2. Costain, G., Jobling, R., Walker, S., Reuter, M. S., Snell, M., Bowdin, S., Cohn, R. D., Dupuis, L., Hewson, S., Mercimek-Andrews, S., Shuman, C., Sondheimer, N., Weksberg, R., Yoon, G., Meyn, M. S., Stavropoulos, D. J., Scherer, S. W., Mendoza-Londono, R., & Marshall, C. R. (2018). Periodic reanalysis of whole-genome sequencing data enhances the diagnostic advantage over standard clinical genetic testing. European journal of human genetics : EJHG, 26(5), 740–744. https://doi.org/10.1038/s41431-018-0114-6

3. Robertson, A. J., Tan, N. B., Spurdle, A. B., Metke-Jimenez, A., Sullivan, C., & Waddell, N. (2022). Re-analysis of genomic data: An overview of the mechanisms and complexities of clinical adoption. Genetics in medicine : official journal of the American College of Medical Genetics, 24(4), 798–810. https://doi.org/10.1016/j.gim.2021.12.011

4. Deignan, J. L., Chung, W. K., Kearney, H. M., Monaghan, K. G., Rehder, C. W., Chao, E. C., & ACMG Laboratory Quality Assurance Committee (2019).
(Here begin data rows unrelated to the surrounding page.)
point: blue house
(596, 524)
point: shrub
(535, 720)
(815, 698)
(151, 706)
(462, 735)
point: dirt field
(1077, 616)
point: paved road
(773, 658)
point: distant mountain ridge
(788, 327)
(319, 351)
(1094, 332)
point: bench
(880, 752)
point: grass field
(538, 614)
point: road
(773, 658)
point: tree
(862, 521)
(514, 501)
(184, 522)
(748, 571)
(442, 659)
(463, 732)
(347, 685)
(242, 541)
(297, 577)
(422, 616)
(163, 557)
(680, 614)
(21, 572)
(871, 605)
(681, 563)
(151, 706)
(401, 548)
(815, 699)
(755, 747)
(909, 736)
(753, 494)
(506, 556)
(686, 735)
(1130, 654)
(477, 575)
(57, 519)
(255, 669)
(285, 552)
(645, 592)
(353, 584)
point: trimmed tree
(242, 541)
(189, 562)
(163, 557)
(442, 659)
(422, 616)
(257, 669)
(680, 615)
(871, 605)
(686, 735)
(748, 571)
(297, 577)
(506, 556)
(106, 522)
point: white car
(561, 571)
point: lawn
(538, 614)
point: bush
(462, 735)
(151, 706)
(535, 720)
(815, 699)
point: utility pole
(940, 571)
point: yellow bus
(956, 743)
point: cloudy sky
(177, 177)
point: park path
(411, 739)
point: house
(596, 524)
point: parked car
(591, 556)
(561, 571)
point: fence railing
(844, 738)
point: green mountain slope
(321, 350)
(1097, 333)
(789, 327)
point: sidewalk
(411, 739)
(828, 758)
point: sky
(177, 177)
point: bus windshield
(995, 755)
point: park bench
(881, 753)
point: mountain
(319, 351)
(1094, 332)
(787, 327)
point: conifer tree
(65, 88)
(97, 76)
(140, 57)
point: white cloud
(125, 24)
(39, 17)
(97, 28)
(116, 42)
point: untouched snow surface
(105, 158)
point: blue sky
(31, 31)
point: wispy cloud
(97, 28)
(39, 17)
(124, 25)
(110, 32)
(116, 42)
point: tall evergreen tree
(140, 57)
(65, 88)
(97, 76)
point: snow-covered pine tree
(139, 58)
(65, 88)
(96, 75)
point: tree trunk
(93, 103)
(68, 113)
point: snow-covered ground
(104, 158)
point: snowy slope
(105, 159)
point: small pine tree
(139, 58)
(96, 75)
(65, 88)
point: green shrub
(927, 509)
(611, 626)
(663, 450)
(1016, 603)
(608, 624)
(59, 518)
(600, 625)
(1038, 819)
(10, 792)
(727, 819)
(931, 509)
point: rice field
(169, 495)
Points to consider in the reevaluation and reanalysis of genomic test results: a statement of the American College of Medical Genetics and Genomics (ACMG). Genetics in medicine : official journal of the American College of Medical Genetics, 21(6), 1267–1270. https://doi.org/10.1038/s41436-019-0478-1

5. MyOme, Inc. MyOme joins Mayo Clinic Platform_Accelerate cohort to advance preventative care [press release]. PR Newswire. Published August 12, 2025.  Menlo Park, CA.